A partir dos olhar de um vendedor ambulante, Pamuk faz declaração de amor a Istambul em novo romance.
O principal personagem da obra de Orhan Pamuk não costuma ser uma pessoa, mas uma cidade: Istambul. Em Uma sensação estranha não é diferente. A transformação da cidade ao longo de várias décadas é apresentada pelos olhos de um vendedor ambulante, Mevlut, que passeia pelas ruas com potes de iogurte, arroz, ervilha e boza – uma bebida turca típica, feita com trigo fermentado. Nascido num pobre vilarejo, Mevlut sai de casa aos doze anos rumo à cidade grande. Ali começa uma série de tentativas falhas de estudar, abrir negócios, engajar-se politicamente. Quando Mevlut chega à meia-idade, todos a seu redor estão de olho nas benesses fugazes de uma Turquia que se moderniza. Em Uma sensação estranha, Pamuk pinta um quadro brilhante da vida entre os recém-chegados que transformaram Istambul ao longo dos últimos cinquenta anos.

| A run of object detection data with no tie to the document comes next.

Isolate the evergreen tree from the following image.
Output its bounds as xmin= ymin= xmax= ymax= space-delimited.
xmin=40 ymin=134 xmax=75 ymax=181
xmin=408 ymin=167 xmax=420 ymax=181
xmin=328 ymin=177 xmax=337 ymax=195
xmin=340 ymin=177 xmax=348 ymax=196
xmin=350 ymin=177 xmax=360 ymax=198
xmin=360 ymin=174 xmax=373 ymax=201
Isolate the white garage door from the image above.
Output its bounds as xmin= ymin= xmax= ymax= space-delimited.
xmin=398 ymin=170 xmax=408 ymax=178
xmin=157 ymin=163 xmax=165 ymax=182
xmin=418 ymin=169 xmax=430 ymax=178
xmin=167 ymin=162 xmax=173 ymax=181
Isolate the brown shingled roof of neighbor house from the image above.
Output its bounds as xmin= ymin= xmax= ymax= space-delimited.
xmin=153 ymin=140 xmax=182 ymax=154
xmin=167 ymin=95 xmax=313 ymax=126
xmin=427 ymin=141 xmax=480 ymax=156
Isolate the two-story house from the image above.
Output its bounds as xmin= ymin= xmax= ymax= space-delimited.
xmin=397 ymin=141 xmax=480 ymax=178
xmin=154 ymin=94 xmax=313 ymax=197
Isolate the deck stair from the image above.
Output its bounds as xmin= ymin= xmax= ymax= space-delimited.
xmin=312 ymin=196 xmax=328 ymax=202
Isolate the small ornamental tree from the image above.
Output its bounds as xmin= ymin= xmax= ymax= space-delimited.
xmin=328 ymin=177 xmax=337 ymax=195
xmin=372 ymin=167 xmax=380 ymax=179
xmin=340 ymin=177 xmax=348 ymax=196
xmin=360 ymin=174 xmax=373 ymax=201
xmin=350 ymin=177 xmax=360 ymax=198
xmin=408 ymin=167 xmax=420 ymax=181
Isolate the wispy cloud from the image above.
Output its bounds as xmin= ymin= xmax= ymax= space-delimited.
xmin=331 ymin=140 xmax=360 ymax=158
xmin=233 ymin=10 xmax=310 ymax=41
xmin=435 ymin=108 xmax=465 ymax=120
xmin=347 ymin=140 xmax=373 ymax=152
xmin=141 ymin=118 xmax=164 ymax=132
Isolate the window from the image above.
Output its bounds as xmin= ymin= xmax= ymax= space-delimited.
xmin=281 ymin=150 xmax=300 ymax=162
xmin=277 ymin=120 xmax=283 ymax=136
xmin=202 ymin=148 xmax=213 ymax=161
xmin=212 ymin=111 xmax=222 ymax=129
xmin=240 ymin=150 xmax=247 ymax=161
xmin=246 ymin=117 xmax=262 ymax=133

Ferit Orhan Pamuk, conhecido apenas como Orhan Pamuk (Istambul, 7 de Junho de 1952), é um escritor e professor de literatura da Universidade Columbia turco; vencedor do prêmio Nobel de Literatura de 2006, sendo o primeiro turco a ter ganho um Nobel e o escritor de maior sucesso comercial de seu país. Seus trabalhos foram traduzidos em mais de cinquenta línguas e além do Nobel ele já recebeu vários outros prêmios notórios como o Sonning Prize em 2012 e o International Dublin Literary Award em 2003.
Pamuk nasceu em Istambul em 1952 e cresceu em uma abastada família burguesa em declínio, uma experiência que ele descreve na passagem de romances seus como O Livro Negro e O Senhor Cevdet e Seus Filhos, bem como mais profundamente no seu Istambul: Memórias e a Cidade. Teve uma educação no Robert College da Turquia e passou a estudar arquitetura na Universidade Técnica de Istambul. Abandonando a escola de arquitetura três anos depois, tornou-se escritor em tempo integral e, em 1976, graduou-se no Intituto de Jornalismo da Universidade de Istambul. Dos 22 a 30 anos, Pamuk conviveu com sua mãe, escreveu seu primeiro romance e tentou encontrar uma editora para a publicação.
Em 1 de março de 1982, Pamuk casou-se com Aylin Turegen, historiadora. De 1985 a 1988, enquanto sua esposa graduava a Universidade Columbia, Pamuk adquiriu o direito de visitar a instituição e utilizou este tempo para realizar pesquisas e escreveu seu romance O Livro Negro.